Ее волосы были очень светлые, почти белые на солнце. Когда я впервые встретила ее, они были заплетены в косу и уложены вокруг головы. А она ненавидела эту косу, которую заплетала ей ее бабушка. «Точно Принцесса или Белоснежка из какой-нибудь проклятой глупой детской книжки с картинками», — говорила Мэри Лу. Когда она подросла, то отрастила косу ниже пояса и носила ее свободно. Коса была очень красивая, шелковистая и сверкающая. Я иногда мечтала о волосах Мэри Лу, но мечты эти были туманными. Просыпаясь, я никогда не могла вспомнить, была ли я сама с длинными белыми волосами или это был кто-то другой. Лежа в постели, я некоторое время собиралась с мыслями, а потом вспоминала Мэри Лу, мою лучшую подругу.
Она была старше меня на десять месяцев и на дюйм повыше, немного тяжелее, не толстая, но в теле, крепкая и сбитая, с твердыми мускулами на руках, как у мальчика. У нее были голубые, как вымытое стекло, глаза, брови и ресницы почти белые. У нее был вздернутый нос и широкие славянские скулы, а рот порой был то нежен, а то искажен и насмешлив, в зависимости от ее настроения. Но она не любила свое лицо. «Потому что оно круглое, как луна», — говорила она, уставившись на себя в зеркало, хотя отлично знала, что была хорошенькая. Разве старшие мальчики не свистели ей вслед, разве водитель автобуса не кокетничал с ней, называя «блондиночкой», в то время как меня он никогда никак не называл.
Мама не любила, чтобы Мэри Лу приходила ко мне, когда никого не было дома. Она говорила, что не доверяет ей. Думала, что она может что-нибудь украсть или будет совать свой нос в те части дома, где ей бывать не следовало. «Эта девочка плохо на тебя влияет», — говорила она. Но все это была старая чепуха, которую я слышала так часто, что уже вовсе перестала слушать. Я бы сказала ей, что она сумасшедшая, но от этого могло стать только хуже.
Однажды Мэри Лу спросила:
— Разве ты не ненавидишь меня? Как твоя мама и моя? Иногда мне хочется…

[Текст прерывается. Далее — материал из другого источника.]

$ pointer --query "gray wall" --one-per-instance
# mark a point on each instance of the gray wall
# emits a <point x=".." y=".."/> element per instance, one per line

Я закрыла уши руками и отвернулась.
Шискины жили в двух милях от нас, в самом конце дороги, где она сужалась. В то время дорога была немощеная и никогда не чистилась зимой. Помню их амбар с желтой силосной ямой. Помню грязный пруд, где поились дойные коровы, навоз, в котором они топтались зимой. Я помню, как Мэри Лу сказала, что хотела, чтобы все эти коровы сдохли — они вечно болели чем-нибудь, — тогда бы папа не выдержал и продал бы ферму, и они смогли бы жить в городе в хорошеньком домике. Мне было больно слышать такое от нее, словно она забыла обо мне и бросила меня. «Будь ты проклята», — прошептала я.
Печка в доме Шискинов топилась дровами. Помню, как поднимался дым из их кухонной трубы, прямо в зимнее небо, словно вдох, который вы делаете все глубже и глубже, пока не закружится голова.
Потом этот дом опустел, но был заколочен всего на несколько месяцев — банк продал его на аукционе (оказалось, что банк владел большей частью фермы Шискинов, даже дойными коровами. Этого Мэри Лу не знала и ошибалась в своих планах).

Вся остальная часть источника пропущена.